- The Washington Times - Tuesday, November 10, 2009

President Obama’s nominee for a top weapons-buying job at the Pentagon recently served as a paid adviser for a big defense contractor and is declining to disclose whom else he has worked for on a government ethics form designed to help the public guard against potential conflicts of interest.

Frank Kendall III, Mr. Obama’s pick for principal deputy undersecretary of defense for acquisition, technology and logistics, received $75,000 in consulting fees last year from defense contractor SAIC Inc., according to his recently filed disclosure form. He also reported fees totaling $8,500 from Centra Technology, another defense contractor.

But he’s declined to name six other recent private clients, which were alluded to in the disclosure form but not identified. Federal ethics rules allow nominees to keep clients’ identities private in limited circumstances. But ethics analysts say the omission raises questions about whether any of the undisclosed clients are also military contractors.

“It kind of raises a red flag as far as the Obama administration’s efforts to keep contractors out of the Department of Defense,” Scott Amey, general counsel to the nonpartisan watchdog group Project on Government Oversight, said of Mr. Kendall’s defense consulting work.


The White House defended Mr. Kendall’s disclosures.

“Mr. Kendall is committed to adhering to the highest standards of ethical conduct as established by the president at the beginning of his administration with the issuance of the Ethics Executive Order,” White House spokesman Tommy Vietor said via e-mail.

“Mr. Kendall has engaged in no lobbying activities on behalf of his former clients,” Mr. Vietor added.

Mr. Obama’s ethics rules state that political appointees, whether they were lobbyists or not, cannot participate in any government decisions that “directly and substantially” relate to their former employers or clients. Mr. Vietor said Mr. Kendall will comply with that rule.

Bruce Green, a Fordham Law School professor and past chairman of the New York State Bar Association’s ethics committee, said nominees shouldn’t be required to disclose confidential clients’ identities. Doing so, he said, would mean that far fewer prospective candidates would be willing to enter government service.

Still, he said, Mr. Kendall could provide more information about the sort of work he has been doing for his clients without violating confidentiality rules.

“What he’s reporting doesn’t say a lot,” Mr. Green said. “He could say without violating confidentiality that four or two or however many of these six clients were defense contractors.”

Mr. Kendall’s disclosure doesn’t explain why he is keeping the names of his clients confidential.

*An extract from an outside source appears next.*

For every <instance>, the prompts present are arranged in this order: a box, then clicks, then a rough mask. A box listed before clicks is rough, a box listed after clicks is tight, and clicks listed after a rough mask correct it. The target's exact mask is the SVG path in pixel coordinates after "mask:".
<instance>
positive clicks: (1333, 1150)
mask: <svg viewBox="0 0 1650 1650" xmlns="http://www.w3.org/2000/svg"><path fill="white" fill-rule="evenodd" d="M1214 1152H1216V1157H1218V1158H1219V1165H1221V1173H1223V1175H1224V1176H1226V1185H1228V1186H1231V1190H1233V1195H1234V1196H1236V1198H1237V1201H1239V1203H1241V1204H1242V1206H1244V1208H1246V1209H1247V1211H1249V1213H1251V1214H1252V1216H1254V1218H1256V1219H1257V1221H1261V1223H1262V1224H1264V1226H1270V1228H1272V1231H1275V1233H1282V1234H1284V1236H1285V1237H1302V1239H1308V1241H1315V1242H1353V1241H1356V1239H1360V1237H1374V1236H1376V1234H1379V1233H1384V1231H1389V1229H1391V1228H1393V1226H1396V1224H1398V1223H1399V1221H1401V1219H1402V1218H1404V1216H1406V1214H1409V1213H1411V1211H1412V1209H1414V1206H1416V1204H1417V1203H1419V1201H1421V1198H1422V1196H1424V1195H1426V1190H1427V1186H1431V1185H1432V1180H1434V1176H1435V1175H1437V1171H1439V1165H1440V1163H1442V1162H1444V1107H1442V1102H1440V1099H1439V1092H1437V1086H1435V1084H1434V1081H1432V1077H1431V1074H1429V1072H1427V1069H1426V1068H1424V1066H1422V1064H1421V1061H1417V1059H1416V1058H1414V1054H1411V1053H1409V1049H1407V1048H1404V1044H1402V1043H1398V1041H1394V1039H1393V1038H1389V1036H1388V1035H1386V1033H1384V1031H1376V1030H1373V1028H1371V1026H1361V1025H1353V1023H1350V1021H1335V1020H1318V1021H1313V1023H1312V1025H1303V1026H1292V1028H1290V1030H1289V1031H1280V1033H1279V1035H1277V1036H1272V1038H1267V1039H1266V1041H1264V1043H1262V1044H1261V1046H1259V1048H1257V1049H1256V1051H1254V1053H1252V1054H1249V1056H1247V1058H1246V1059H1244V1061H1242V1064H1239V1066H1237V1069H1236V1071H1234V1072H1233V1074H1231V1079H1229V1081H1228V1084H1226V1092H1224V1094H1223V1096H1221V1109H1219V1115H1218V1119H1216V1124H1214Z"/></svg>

Ethics rules permit such nondisclosure, for example, when the client and nominee had a written confidentiality agreement or if a client has been the subject of a grand jury proceeding.

At least two other defense appointees have done work for military contractors in the year before their appointments.

Former Harvard professor Ash Carter, the undersecretary for defense for acquisition, technology and logistics, reported receiving fees totaling $10,000 from Raytheon Co. and $65,000 from Mitre Corp., both defense contractors. William Lynn, the deputy secretary of defense, worked as a lobbyist for Raytheon.